The Fishwife
They say I was not born to this,
my voice soft as sun-warmed sand,
lost to the fetch of a wave.
He rises before dawn,
throws his nets to the daybreak sea,
works his bones on the water.
I walk the markets with his catch,
a haul all gleaming scales and ice,
framed in quiet harbour light.
Love doesn’t pack neatly into crates –
and he loves me, the hushed
ripples of my words.
At night, I bathe the salt from his hands,
moor his deck-worn body with shanties
that whisper a sea’s beat.
.
Lone Stag
I see him, as I tie the beans to bamboo,
secure our supplies against twilight.
Lone stag, antlers open to fading sky,
only the low, splintered fence between us.
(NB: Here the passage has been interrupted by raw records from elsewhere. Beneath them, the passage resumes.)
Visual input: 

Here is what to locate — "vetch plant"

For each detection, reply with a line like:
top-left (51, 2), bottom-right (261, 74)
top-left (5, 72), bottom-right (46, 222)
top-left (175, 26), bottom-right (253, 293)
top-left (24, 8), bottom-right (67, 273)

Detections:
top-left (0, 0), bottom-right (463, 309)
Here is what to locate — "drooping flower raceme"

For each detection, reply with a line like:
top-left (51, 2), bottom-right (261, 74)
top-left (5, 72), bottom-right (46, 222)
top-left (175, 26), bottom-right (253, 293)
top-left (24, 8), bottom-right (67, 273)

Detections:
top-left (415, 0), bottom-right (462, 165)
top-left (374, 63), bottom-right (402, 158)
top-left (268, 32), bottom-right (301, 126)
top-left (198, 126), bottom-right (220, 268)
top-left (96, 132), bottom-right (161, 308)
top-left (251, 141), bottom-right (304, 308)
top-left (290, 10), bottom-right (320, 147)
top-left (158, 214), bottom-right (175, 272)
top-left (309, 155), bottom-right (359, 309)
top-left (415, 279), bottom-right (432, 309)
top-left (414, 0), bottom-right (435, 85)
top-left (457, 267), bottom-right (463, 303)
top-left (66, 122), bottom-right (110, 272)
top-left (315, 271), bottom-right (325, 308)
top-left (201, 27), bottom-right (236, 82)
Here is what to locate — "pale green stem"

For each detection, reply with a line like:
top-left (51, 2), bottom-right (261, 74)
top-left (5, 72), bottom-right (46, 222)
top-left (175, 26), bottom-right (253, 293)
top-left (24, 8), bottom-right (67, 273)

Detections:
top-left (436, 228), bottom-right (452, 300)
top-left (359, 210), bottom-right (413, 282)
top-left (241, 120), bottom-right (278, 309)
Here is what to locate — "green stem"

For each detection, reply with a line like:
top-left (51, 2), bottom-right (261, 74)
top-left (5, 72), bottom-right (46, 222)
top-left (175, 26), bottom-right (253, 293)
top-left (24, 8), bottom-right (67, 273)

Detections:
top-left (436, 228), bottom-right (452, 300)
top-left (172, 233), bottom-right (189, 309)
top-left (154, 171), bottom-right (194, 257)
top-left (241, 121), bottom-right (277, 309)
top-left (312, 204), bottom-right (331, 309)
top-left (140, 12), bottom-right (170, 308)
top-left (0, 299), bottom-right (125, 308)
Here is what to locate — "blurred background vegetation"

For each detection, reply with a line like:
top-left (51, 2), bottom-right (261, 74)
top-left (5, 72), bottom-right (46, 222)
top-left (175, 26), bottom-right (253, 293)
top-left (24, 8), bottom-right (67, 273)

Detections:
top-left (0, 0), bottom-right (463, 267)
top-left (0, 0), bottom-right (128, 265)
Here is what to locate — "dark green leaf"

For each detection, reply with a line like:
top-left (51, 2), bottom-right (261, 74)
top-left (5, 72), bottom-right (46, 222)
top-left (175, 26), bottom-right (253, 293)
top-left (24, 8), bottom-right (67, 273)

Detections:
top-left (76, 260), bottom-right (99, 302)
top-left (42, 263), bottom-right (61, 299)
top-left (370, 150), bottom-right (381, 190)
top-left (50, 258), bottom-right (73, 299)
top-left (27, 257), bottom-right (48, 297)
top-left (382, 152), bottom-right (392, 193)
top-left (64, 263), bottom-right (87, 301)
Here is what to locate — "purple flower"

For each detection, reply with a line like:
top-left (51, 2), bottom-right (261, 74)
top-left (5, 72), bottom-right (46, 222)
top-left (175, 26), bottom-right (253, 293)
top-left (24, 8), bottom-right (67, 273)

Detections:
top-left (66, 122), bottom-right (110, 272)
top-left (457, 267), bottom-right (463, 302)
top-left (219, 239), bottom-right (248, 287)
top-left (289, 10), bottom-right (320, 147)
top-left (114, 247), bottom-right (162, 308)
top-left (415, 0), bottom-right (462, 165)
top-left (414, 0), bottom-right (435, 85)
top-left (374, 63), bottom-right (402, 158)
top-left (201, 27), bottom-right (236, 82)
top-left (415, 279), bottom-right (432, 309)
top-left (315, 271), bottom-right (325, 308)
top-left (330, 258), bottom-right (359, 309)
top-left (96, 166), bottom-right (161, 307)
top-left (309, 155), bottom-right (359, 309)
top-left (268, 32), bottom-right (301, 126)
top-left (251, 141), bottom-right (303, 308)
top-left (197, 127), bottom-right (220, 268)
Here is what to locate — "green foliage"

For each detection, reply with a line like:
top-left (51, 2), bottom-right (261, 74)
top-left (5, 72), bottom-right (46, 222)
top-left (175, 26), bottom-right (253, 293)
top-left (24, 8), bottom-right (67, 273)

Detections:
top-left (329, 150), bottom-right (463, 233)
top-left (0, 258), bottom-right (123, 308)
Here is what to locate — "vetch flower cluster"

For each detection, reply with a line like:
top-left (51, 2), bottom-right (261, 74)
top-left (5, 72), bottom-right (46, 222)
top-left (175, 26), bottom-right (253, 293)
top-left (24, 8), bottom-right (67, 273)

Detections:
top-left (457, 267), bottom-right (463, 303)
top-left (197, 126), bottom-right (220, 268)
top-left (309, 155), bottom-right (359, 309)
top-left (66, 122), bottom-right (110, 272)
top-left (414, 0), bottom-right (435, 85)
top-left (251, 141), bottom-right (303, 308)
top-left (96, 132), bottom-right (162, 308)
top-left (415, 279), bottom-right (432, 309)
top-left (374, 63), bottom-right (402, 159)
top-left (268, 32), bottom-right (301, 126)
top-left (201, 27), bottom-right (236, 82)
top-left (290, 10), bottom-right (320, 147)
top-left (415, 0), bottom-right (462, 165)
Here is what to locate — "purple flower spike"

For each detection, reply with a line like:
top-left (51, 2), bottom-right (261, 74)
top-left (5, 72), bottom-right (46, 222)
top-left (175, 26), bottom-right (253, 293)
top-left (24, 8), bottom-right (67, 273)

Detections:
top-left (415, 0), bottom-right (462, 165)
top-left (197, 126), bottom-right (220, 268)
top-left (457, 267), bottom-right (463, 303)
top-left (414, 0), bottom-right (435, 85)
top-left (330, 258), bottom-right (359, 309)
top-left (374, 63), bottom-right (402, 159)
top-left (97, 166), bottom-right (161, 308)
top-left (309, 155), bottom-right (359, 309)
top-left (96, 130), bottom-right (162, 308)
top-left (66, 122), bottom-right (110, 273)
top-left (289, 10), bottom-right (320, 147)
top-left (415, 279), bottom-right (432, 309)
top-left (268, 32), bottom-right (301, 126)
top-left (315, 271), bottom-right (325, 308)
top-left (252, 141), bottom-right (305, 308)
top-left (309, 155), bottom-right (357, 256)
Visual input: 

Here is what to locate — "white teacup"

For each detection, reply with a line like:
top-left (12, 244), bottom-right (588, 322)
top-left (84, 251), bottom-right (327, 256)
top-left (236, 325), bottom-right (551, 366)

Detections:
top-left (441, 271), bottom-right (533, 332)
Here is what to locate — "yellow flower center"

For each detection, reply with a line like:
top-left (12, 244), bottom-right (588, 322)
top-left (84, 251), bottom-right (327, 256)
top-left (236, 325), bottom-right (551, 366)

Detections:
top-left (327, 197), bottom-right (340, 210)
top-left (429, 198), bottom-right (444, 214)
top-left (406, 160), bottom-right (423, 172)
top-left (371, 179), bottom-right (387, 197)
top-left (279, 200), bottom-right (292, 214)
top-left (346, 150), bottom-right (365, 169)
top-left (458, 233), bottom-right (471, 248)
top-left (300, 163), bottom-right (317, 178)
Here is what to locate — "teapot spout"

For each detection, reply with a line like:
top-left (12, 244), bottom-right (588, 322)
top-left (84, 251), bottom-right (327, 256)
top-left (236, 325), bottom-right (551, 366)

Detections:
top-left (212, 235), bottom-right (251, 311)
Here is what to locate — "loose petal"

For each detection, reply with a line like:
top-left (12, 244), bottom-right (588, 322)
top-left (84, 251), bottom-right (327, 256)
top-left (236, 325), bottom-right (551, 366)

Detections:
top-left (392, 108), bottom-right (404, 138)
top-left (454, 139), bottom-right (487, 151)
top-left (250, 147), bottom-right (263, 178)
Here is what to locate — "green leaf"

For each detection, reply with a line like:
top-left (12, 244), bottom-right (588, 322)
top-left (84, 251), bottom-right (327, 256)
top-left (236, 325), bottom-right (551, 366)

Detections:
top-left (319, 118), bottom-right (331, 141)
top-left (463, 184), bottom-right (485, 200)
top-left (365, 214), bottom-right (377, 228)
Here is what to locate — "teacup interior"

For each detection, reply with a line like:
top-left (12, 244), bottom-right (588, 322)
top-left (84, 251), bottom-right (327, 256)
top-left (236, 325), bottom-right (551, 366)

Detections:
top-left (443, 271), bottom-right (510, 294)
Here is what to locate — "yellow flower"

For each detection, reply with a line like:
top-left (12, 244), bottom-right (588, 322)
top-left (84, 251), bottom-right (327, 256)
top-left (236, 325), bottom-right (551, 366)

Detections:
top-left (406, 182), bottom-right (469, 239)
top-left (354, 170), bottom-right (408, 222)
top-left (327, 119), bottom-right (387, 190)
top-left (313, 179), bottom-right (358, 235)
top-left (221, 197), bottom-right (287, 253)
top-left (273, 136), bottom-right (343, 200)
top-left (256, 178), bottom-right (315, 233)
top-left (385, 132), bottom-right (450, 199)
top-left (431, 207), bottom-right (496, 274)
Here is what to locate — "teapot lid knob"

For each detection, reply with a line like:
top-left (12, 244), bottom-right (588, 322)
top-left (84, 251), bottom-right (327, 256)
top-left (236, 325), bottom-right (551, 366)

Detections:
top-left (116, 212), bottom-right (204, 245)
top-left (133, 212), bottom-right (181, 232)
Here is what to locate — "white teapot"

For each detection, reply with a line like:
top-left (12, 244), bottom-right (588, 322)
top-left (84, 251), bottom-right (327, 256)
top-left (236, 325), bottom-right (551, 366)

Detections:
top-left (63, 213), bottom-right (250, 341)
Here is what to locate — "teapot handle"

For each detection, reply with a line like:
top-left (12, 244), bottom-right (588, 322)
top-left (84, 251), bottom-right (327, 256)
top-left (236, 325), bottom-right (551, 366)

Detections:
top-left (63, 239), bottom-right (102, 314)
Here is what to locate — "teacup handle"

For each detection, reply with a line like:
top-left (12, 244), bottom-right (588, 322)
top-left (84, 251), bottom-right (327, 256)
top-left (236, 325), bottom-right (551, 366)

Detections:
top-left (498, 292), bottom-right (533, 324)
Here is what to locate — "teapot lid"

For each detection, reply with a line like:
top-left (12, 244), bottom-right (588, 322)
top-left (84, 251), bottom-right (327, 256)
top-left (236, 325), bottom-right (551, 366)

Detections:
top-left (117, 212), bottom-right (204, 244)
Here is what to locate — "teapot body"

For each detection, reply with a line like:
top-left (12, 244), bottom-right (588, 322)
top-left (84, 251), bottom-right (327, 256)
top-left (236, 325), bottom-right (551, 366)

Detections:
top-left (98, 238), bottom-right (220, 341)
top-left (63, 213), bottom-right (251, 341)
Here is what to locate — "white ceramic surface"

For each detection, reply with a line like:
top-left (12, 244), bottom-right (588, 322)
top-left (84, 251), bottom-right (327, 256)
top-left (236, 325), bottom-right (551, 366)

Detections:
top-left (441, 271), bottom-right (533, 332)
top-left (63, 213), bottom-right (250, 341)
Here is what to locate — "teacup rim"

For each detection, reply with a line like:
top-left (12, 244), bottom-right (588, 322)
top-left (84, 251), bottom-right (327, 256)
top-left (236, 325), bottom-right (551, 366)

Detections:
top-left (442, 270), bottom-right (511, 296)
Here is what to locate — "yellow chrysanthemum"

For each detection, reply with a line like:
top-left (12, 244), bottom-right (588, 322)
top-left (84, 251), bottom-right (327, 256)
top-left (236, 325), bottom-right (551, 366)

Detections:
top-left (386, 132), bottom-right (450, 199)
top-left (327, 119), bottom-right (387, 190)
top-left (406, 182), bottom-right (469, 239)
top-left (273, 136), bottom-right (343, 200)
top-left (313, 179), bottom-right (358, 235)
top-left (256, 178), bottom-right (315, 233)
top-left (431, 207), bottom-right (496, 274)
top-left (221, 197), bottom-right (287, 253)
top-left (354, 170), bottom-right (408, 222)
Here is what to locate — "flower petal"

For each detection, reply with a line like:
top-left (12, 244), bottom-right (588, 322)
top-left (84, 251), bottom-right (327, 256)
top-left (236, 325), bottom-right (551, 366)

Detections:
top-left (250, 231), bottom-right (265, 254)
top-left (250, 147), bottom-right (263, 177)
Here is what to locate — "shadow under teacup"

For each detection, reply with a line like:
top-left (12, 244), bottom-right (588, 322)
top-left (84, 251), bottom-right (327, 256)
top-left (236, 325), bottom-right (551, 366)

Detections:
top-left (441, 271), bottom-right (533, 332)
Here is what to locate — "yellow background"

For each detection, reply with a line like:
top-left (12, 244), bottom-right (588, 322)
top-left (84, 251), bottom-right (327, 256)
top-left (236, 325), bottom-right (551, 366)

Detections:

I move slowly – intrigued, sliding my feet – and there we are,
faces close, his nose jutting over the divide.
He smells food, but his eyes rest on me,
gentle brown irises weighing his provider.
My hand finds his coat, soft against muscle,
the mottled baby-back long outgrown.
Reaching his neck I touch cool antlers,
feel the even planes that fork to weather.
.
Claire Walker’s poetry has been published in magazines and on websites including The Interpreter’s House, Prole, Ink Sweat and Tears, And Other Poetry, and Clear Poetry, and in anthologies such as The Chronicles of Eve (Paper Swans Press). She is a Poetry Reader for Three Drops Press, and her first pamphlet, The Girl Who Grew Into a Crocodile, is published by V. Press.
I like these
Wow! Just lovely. I especially like the portrait of The Fishwife. Claire’s imagery is beautiful — “…the daybreak sea…”, “the hushed ripples of my words.” Perfect.
Vivid physical detail in the last stanza of Lone Stag particularly impressed me.